## Write a custom loss function

This notebook is a quick example that shows how to:

* Write your own implementation of softmax.
* Write your own implementation of cross entropy loss.
* Compare your method against a built-in one, in this case: [sparse_softmax_cross_entropy_with_logits](https://www.tensorflow.org/versions/r2.0/api_docs/python/tf/nn/sparse_softmax_cross_entropy_with_logits).

The above part is only a few lines of code.

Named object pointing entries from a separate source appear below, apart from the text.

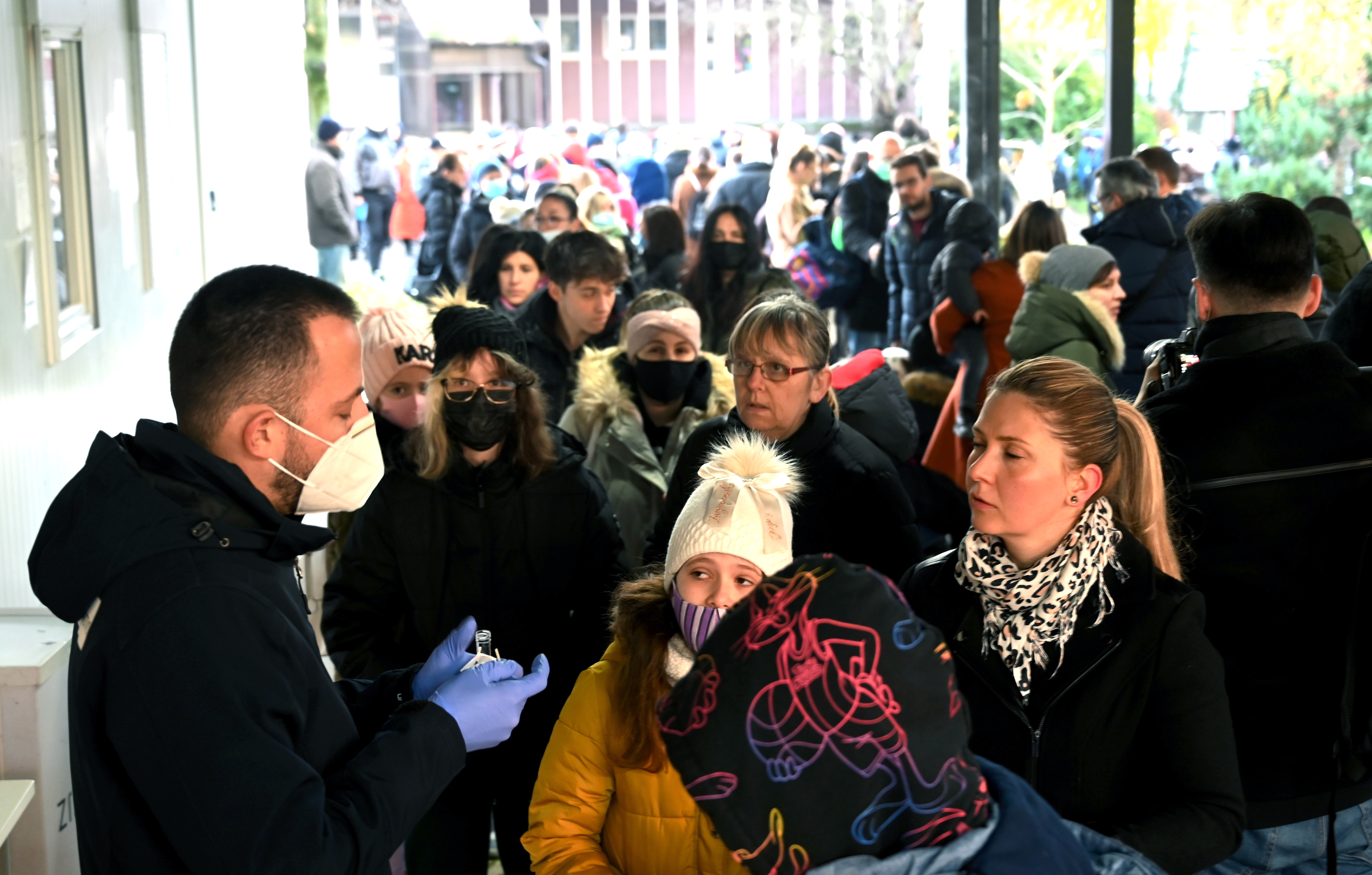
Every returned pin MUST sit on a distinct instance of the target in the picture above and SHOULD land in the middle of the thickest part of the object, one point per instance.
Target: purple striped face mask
(696, 622)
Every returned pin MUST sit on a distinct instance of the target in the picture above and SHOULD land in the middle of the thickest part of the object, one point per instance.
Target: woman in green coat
(1071, 309)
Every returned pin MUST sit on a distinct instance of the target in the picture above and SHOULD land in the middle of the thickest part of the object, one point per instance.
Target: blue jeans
(331, 262)
(1300, 848)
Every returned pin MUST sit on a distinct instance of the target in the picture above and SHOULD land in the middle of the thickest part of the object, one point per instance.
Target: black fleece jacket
(1133, 734)
(854, 504)
(206, 736)
(1279, 562)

We'll also train a simple MNIST model using our implementation (just to have an end-to-end example). 

Note: this notebook is **not** an explainer of how softmax or cross entropy works, just the mechanics of writing your own version. 

### Install the nightly build

In [1]:
!pip install tf-nightly-2.0-preview



In [2]:
import tensorflow as tf
print("You have version", tf.__version__)
assert tf.__version__ >= "2.0" # TensorFlow ≥ 2.0 required

You have version 2.0.0-dev20190203


In [0]:
import numpy as np

from tensorflow.keras import Model
from tensorflow.keras.layers import Dense, Flatten
from tensorflow.nn import relu

In [0]:
mnist = tf.keras.datasets.mnist

(x_train, y_train), (x_test, y_test) = mnist.load_data()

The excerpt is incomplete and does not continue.